Digital terrestrial broadcasting is expected to not only lead to the realization of multichannelization, extended-definition TV and high sound quality, but also make it possible to provide bidirectional (interactive) services, thus bringing to fruition new services and diverse applications that have never before been available.
While there are three transmission routes for television broadcasting (terrestrial, cable and satellite), developed nations throughout the world are currently rushing to implement and diffuse the digitalization of terrestrial broadcasting. In fact, digital terrestrial broadcasting has already begun in Western countries such as the U.S., England and Germany, as well as in Asian countries including Singapore and Korea. In Japan, cable TV began to provide partial digital broadcasting starting in July 1998. And then in December 2000, NHK, five major commercial TV broadcast companies, WOWOW and others, began BS digital broadcasting through the use of broadcast satellites (BS), thereby making it possible to offer digital high-vision and data broadcasting.

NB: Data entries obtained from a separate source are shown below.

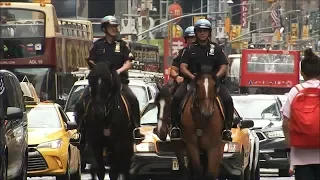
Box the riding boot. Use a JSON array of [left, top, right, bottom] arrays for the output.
[[222, 100, 233, 142], [131, 103, 145, 141], [170, 98, 181, 140], [132, 116, 145, 141]]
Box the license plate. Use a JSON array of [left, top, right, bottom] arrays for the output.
[[172, 159, 179, 170]]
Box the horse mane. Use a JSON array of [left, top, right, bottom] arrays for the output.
[[88, 62, 121, 94], [155, 82, 174, 102]]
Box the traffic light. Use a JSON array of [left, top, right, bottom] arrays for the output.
[[291, 23, 298, 44], [291, 35, 297, 44], [230, 30, 236, 40]]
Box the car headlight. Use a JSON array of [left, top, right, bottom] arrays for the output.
[[134, 143, 156, 152], [37, 139, 62, 149], [224, 142, 241, 153], [265, 130, 284, 138]]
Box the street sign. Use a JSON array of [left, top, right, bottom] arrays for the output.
[[241, 0, 249, 28], [193, 16, 206, 25], [163, 37, 185, 83]]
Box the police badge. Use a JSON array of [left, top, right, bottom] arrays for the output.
[[209, 44, 215, 55], [115, 42, 120, 52]]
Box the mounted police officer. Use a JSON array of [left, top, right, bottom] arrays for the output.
[[82, 15, 145, 140], [170, 26, 196, 84], [170, 19, 233, 142]]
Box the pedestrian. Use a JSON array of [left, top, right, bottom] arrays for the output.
[[282, 48, 320, 180]]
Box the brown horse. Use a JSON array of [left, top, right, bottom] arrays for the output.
[[181, 66, 225, 180], [154, 82, 189, 180]]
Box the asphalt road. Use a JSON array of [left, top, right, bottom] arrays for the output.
[[28, 169, 294, 180]]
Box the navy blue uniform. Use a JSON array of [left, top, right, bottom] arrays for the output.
[[172, 41, 234, 131], [82, 38, 141, 129], [87, 38, 133, 84]]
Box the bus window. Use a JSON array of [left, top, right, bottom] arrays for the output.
[[0, 9, 45, 59]]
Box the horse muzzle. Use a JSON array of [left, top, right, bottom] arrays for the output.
[[201, 110, 214, 120]]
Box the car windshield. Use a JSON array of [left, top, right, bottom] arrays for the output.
[[233, 96, 281, 120], [65, 84, 149, 111], [129, 85, 148, 109], [27, 106, 61, 128], [141, 106, 158, 125], [65, 85, 86, 112]]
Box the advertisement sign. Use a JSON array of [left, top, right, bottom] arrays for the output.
[[241, 0, 249, 28], [240, 49, 300, 88], [163, 37, 185, 82]]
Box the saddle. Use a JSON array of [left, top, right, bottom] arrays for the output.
[[179, 88, 225, 120], [119, 92, 131, 121]]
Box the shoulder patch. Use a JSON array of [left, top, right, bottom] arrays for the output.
[[0, 77, 5, 95]]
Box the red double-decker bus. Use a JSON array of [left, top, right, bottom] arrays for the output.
[[0, 2, 93, 101], [227, 49, 301, 94]]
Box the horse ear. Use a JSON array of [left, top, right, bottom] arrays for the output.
[[167, 81, 176, 93], [156, 81, 163, 90]]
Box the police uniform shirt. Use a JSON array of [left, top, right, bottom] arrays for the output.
[[88, 38, 134, 84], [172, 48, 186, 68], [180, 42, 228, 75]]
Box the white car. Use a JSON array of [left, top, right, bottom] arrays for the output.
[[64, 78, 157, 122]]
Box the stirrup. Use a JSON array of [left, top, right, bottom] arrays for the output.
[[221, 130, 232, 142], [133, 128, 145, 141], [170, 127, 181, 141]]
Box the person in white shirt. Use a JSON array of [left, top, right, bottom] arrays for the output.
[[281, 48, 320, 180]]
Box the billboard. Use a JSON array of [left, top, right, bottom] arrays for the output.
[[240, 49, 300, 88]]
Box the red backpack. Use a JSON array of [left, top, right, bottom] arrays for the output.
[[290, 84, 320, 149]]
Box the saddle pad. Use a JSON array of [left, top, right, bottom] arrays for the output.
[[216, 96, 225, 120], [179, 90, 194, 113], [120, 94, 131, 121]]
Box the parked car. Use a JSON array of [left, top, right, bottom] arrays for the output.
[[0, 70, 28, 180], [131, 102, 260, 180], [26, 102, 81, 179], [232, 94, 290, 177], [64, 78, 159, 169]]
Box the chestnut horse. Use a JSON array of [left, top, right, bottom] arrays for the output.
[[154, 82, 189, 180], [182, 66, 225, 180]]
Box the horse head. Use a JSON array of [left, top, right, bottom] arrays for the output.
[[154, 81, 175, 141], [87, 62, 120, 118], [193, 64, 220, 120]]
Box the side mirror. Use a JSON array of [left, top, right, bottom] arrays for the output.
[[6, 107, 23, 120], [67, 121, 78, 130], [140, 101, 157, 117], [262, 113, 274, 119], [240, 120, 254, 129], [55, 99, 66, 108]]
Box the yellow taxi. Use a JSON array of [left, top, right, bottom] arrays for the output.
[[26, 102, 81, 180], [131, 102, 259, 180]]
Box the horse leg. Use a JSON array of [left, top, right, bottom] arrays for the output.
[[186, 143, 203, 180], [109, 167, 118, 180], [175, 148, 188, 180], [206, 144, 224, 180], [92, 145, 106, 180]]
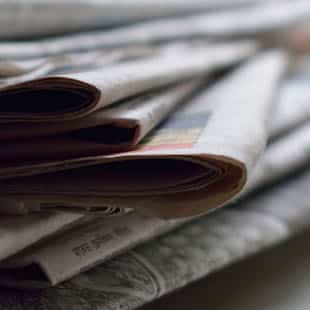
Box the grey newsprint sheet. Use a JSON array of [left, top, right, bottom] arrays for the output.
[[0, 167, 309, 309]]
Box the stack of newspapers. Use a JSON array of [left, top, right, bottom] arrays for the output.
[[0, 0, 310, 309]]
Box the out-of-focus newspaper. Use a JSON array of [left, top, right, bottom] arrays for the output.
[[0, 166, 309, 310], [0, 51, 287, 218], [0, 0, 272, 39], [1, 64, 310, 287], [270, 64, 310, 137], [0, 0, 309, 59]]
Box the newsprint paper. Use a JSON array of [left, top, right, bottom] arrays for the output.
[[0, 166, 309, 310], [0, 51, 287, 218]]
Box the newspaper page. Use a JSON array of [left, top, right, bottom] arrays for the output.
[[0, 167, 310, 309], [0, 0, 309, 59], [0, 0, 268, 39], [0, 51, 287, 218]]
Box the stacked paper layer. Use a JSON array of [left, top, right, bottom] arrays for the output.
[[0, 1, 309, 309]]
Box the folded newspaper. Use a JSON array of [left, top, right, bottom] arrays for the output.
[[0, 0, 309, 58], [0, 51, 287, 218], [0, 0, 274, 39], [0, 63, 309, 287], [0, 42, 255, 163]]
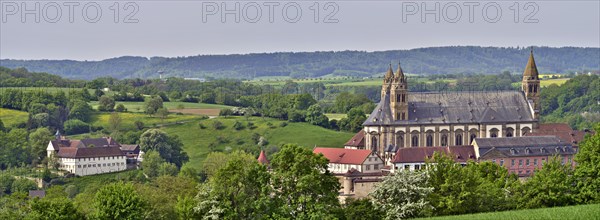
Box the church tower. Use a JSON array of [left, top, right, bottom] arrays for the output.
[[522, 48, 541, 120], [390, 63, 409, 121], [381, 64, 394, 100]]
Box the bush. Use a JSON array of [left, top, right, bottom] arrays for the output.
[[219, 108, 233, 117], [115, 103, 127, 112], [198, 122, 206, 129], [134, 121, 145, 130], [279, 122, 288, 127], [63, 119, 90, 135], [247, 122, 257, 130], [233, 121, 245, 130], [212, 121, 225, 130]]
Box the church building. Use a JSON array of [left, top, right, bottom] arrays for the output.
[[361, 50, 542, 164]]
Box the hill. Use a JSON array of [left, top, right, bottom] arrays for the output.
[[2, 46, 598, 80]]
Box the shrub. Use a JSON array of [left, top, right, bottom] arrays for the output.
[[279, 122, 288, 127], [114, 103, 127, 112], [233, 121, 245, 130], [64, 119, 90, 135], [134, 121, 145, 130], [247, 122, 257, 130], [219, 108, 233, 117], [198, 122, 206, 129], [212, 121, 225, 130]]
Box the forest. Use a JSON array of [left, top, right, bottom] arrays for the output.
[[1, 46, 598, 79]]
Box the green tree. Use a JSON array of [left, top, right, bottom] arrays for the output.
[[156, 108, 169, 121], [93, 182, 145, 220], [158, 162, 179, 177], [142, 151, 164, 178], [136, 176, 197, 219], [29, 127, 53, 163], [371, 170, 433, 219], [338, 107, 367, 132], [28, 197, 84, 220], [139, 129, 189, 168], [68, 100, 92, 122], [0, 129, 30, 169], [201, 151, 256, 178], [63, 119, 89, 135], [343, 198, 384, 220], [270, 144, 341, 218], [134, 121, 145, 131], [145, 96, 163, 116], [175, 196, 199, 220], [108, 113, 122, 132], [98, 95, 115, 112], [574, 124, 600, 203], [11, 178, 37, 194], [516, 156, 576, 209], [114, 103, 127, 112]]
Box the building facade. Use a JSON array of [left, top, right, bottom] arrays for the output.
[[47, 136, 127, 176], [313, 147, 384, 174], [361, 51, 541, 164]]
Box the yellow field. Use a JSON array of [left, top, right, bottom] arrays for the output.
[[540, 78, 570, 87], [0, 108, 29, 127]]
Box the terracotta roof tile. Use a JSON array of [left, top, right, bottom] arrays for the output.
[[392, 146, 476, 163], [257, 150, 269, 164], [344, 131, 365, 147], [313, 148, 373, 165]]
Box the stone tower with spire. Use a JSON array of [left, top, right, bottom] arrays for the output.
[[522, 48, 541, 121], [381, 64, 394, 100], [390, 63, 409, 121]]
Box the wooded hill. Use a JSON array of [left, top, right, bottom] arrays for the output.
[[1, 46, 598, 80]]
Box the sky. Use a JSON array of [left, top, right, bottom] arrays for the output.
[[1, 0, 599, 60]]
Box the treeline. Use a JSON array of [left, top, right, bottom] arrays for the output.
[[1, 127, 598, 219], [2, 46, 598, 79], [0, 67, 84, 87], [541, 74, 600, 130]]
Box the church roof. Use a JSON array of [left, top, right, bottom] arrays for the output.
[[395, 63, 405, 79], [344, 131, 365, 147], [384, 64, 394, 80], [364, 90, 536, 126], [523, 50, 539, 79]]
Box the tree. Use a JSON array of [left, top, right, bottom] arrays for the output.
[[344, 198, 384, 220], [142, 151, 164, 178], [338, 107, 367, 132], [136, 176, 197, 219], [156, 108, 169, 121], [269, 144, 341, 218], [175, 196, 199, 220], [29, 127, 53, 163], [159, 162, 179, 177], [108, 113, 122, 132], [371, 171, 433, 219], [0, 129, 30, 169], [306, 104, 327, 126], [201, 151, 256, 178], [232, 121, 245, 130], [10, 178, 37, 194], [98, 95, 115, 112], [145, 96, 163, 116], [134, 121, 145, 131], [574, 124, 600, 203], [139, 129, 189, 168], [114, 103, 127, 112], [68, 100, 92, 122], [63, 119, 89, 135], [27, 197, 83, 220], [200, 154, 273, 219], [516, 156, 576, 209], [93, 182, 145, 220]]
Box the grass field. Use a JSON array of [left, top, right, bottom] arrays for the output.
[[0, 87, 95, 94], [88, 101, 231, 113], [418, 204, 600, 220], [325, 113, 347, 120], [87, 112, 203, 131], [0, 108, 29, 127], [161, 116, 354, 169], [540, 78, 570, 87]]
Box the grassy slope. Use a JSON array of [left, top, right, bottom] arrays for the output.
[[0, 108, 28, 127], [87, 112, 202, 130], [89, 101, 231, 113], [418, 204, 600, 220], [161, 116, 354, 169]]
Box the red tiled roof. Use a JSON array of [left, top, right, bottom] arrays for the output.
[[57, 146, 124, 158], [527, 123, 592, 145], [257, 150, 269, 164], [392, 146, 476, 164], [313, 147, 373, 165], [344, 131, 365, 147]]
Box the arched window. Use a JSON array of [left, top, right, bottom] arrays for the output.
[[506, 128, 514, 137], [371, 136, 378, 152], [470, 133, 477, 144], [455, 133, 463, 146], [490, 128, 499, 138], [411, 135, 419, 147], [396, 132, 405, 148], [522, 127, 531, 136], [441, 134, 448, 147], [426, 134, 433, 147]]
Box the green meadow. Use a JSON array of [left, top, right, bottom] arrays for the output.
[[418, 204, 600, 220], [88, 101, 231, 112], [0, 108, 29, 127]]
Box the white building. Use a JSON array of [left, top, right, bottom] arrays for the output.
[[391, 145, 475, 172], [313, 147, 384, 174], [47, 136, 127, 176]]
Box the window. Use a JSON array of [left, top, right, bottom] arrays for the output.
[[426, 134, 433, 147], [519, 159, 523, 167], [492, 159, 496, 163], [534, 159, 538, 166], [78, 165, 81, 168], [490, 128, 499, 138], [371, 136, 379, 152], [455, 133, 463, 146], [511, 159, 515, 167], [522, 127, 531, 136], [441, 134, 448, 146], [506, 128, 514, 137], [374, 164, 379, 170], [411, 135, 419, 147], [404, 165, 410, 170], [470, 133, 477, 144], [397, 133, 405, 148], [366, 165, 370, 170], [526, 159, 530, 166], [500, 159, 504, 166], [414, 164, 421, 170]]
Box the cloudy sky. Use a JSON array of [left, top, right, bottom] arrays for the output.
[[1, 0, 599, 60]]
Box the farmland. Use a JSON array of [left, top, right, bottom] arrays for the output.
[[419, 204, 600, 220]]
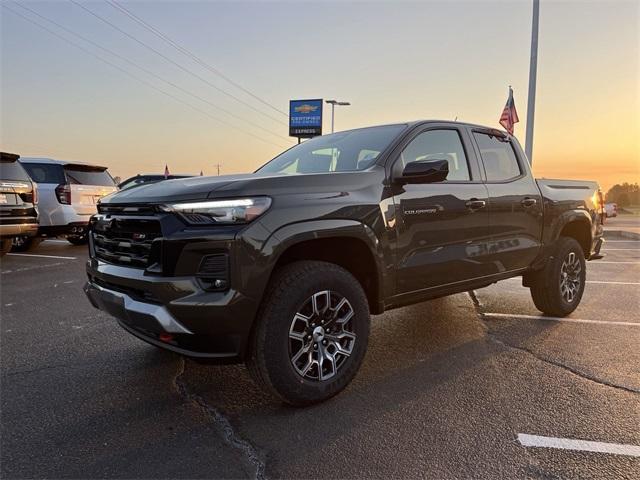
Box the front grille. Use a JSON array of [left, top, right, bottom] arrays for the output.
[[92, 217, 162, 268]]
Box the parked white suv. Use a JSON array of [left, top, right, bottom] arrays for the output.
[[19, 158, 117, 246]]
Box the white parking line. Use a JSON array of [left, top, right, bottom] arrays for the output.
[[483, 312, 639, 327], [6, 253, 77, 260], [605, 240, 640, 243], [603, 248, 640, 251], [518, 433, 640, 457], [590, 261, 640, 264]]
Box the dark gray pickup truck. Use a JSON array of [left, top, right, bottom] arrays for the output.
[[85, 121, 604, 405]]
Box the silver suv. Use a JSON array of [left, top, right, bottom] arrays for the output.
[[19, 158, 117, 246]]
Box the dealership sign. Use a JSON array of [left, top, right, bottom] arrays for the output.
[[289, 99, 323, 138]]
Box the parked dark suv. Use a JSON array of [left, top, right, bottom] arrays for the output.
[[85, 121, 604, 405], [0, 153, 38, 256]]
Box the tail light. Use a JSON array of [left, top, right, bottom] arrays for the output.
[[55, 183, 71, 205], [32, 182, 38, 204]]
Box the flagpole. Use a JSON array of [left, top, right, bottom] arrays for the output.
[[525, 0, 540, 165]]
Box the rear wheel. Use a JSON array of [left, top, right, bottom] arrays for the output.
[[0, 238, 12, 257], [67, 234, 88, 245], [247, 261, 370, 406], [11, 236, 43, 252], [529, 237, 586, 316]]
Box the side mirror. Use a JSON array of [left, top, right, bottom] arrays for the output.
[[399, 159, 449, 184]]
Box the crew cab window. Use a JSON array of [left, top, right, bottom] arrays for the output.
[[473, 133, 522, 181], [400, 129, 470, 181]]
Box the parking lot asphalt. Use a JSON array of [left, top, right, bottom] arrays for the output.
[[1, 236, 639, 479]]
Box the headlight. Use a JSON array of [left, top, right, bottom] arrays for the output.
[[162, 197, 272, 225]]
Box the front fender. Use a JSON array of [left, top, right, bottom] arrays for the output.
[[239, 219, 388, 315]]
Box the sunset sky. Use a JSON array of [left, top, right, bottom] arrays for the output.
[[2, 0, 638, 192]]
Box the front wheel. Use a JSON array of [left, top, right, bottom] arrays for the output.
[[529, 237, 586, 316], [246, 261, 370, 406]]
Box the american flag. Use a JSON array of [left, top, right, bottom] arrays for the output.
[[499, 86, 520, 135], [164, 164, 170, 179]]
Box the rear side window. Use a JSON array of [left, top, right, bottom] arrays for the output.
[[21, 163, 66, 184], [65, 168, 115, 186], [474, 133, 522, 181], [0, 160, 31, 181]]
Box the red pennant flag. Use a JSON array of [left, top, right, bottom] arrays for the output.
[[499, 86, 520, 135]]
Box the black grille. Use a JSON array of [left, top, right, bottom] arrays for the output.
[[92, 217, 162, 268]]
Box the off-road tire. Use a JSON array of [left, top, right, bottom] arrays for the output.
[[0, 238, 12, 257], [529, 236, 586, 316], [246, 261, 370, 406]]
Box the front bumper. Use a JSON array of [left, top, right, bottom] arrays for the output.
[[85, 260, 261, 363], [0, 222, 39, 238]]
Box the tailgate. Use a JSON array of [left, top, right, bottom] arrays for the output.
[[70, 185, 117, 215]]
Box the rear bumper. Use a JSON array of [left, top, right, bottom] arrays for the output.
[[84, 260, 260, 363], [39, 222, 88, 237], [37, 202, 93, 229], [0, 222, 39, 238]]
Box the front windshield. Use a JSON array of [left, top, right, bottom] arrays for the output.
[[257, 124, 406, 174]]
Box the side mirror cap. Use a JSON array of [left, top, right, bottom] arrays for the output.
[[399, 159, 449, 184]]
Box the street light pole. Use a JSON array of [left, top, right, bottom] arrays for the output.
[[525, 0, 540, 165], [325, 99, 351, 133]]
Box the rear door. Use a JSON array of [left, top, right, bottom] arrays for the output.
[[391, 125, 492, 294], [64, 166, 117, 216], [470, 129, 543, 272]]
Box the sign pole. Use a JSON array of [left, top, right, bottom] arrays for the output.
[[331, 104, 335, 133], [525, 0, 539, 165]]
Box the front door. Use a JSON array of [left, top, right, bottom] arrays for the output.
[[392, 127, 492, 294]]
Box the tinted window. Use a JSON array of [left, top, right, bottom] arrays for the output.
[[65, 168, 115, 186], [0, 160, 30, 181], [258, 124, 406, 174], [474, 133, 522, 181], [22, 163, 66, 184], [401, 129, 470, 181]]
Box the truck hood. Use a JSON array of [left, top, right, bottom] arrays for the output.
[[100, 170, 384, 204]]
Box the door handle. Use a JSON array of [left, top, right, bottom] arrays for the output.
[[465, 199, 486, 210], [521, 197, 537, 207]]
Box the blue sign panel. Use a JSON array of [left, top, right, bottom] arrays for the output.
[[289, 99, 323, 138]]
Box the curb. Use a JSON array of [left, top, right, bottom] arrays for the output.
[[603, 230, 640, 240]]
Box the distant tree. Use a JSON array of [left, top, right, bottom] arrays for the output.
[[113, 175, 122, 184], [606, 182, 640, 207]]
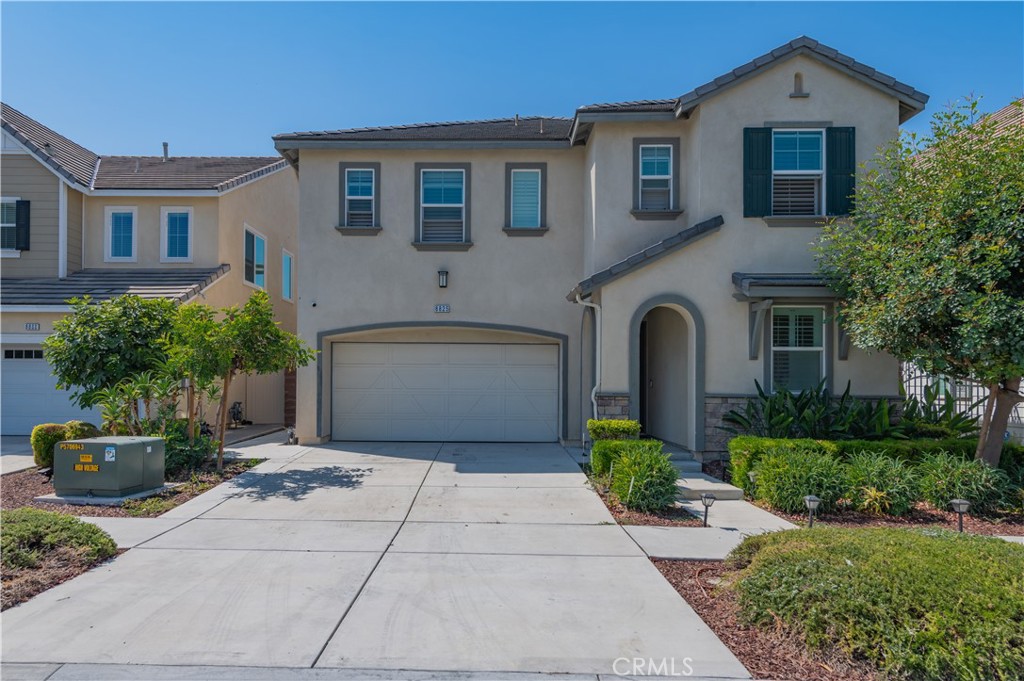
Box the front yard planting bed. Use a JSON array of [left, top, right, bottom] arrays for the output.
[[1, 508, 120, 611], [0, 458, 262, 518], [587, 471, 702, 526], [764, 500, 1024, 536]]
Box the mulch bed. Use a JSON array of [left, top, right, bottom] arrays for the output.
[[702, 459, 728, 481], [765, 501, 1024, 536], [2, 548, 126, 611], [655, 559, 879, 681], [0, 460, 261, 518], [592, 485, 703, 527]]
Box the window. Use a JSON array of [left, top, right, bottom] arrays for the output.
[[345, 169, 374, 227], [161, 206, 193, 262], [4, 349, 44, 359], [639, 145, 672, 210], [509, 169, 542, 228], [772, 130, 824, 216], [420, 168, 465, 243], [1, 198, 17, 250], [282, 250, 294, 301], [104, 206, 137, 262], [771, 306, 825, 392], [244, 227, 266, 288]]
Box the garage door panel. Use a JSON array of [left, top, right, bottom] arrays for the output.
[[332, 342, 558, 442], [2, 357, 101, 435]]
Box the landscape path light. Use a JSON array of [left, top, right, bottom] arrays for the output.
[[950, 499, 970, 533], [700, 492, 716, 527], [803, 494, 821, 528], [747, 470, 758, 498]]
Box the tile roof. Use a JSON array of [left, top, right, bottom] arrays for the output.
[[568, 215, 724, 299], [274, 117, 573, 143], [93, 156, 287, 191], [1, 102, 99, 187], [1, 266, 230, 306], [576, 99, 677, 114], [982, 100, 1023, 134]]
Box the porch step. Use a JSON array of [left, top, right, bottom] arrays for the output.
[[670, 458, 703, 474], [676, 473, 745, 501]]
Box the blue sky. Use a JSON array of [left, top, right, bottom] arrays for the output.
[[2, 2, 1021, 156]]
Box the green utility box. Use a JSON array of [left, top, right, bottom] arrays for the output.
[[53, 437, 165, 497]]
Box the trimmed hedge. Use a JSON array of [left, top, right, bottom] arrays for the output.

Typical features of digital technology include strong resistance to background noise, significant band compression capabilities for video and audio signals and ease of search, processing and editing functions for information. When existing analog broadcasting becomes digitalized, broadcasting will be capable of the following functions.
1) Provision of high-quality broadcasting
High-quality broadcasting will be realized because not only is digital broadcasting technology highly resistant to background noise, it is also capable of reception more favorable than that of analog broadcasting technology even in the case of weak signals.
2) Transmission of high-definition and multiple TV programs using a fixed transmission bandwidth
By effectively compressing digital image information, large amounts of information can be transmitted using a fixed transmission bandwidth. For this reason, both the transmission of high-definition TV programs via terrestrial broadcasting and multichannelization (HDTV/1 channel or SDTV/3 channels at 6 MHz bandwidth) will be possible due to the fine detail of images.
3) Integration of services and flexible organization
Because the transmission capacity of digital signals such as images, sounds and data can be flexibly distributed, information can be integrated, organized and broadcast in a variety of ways.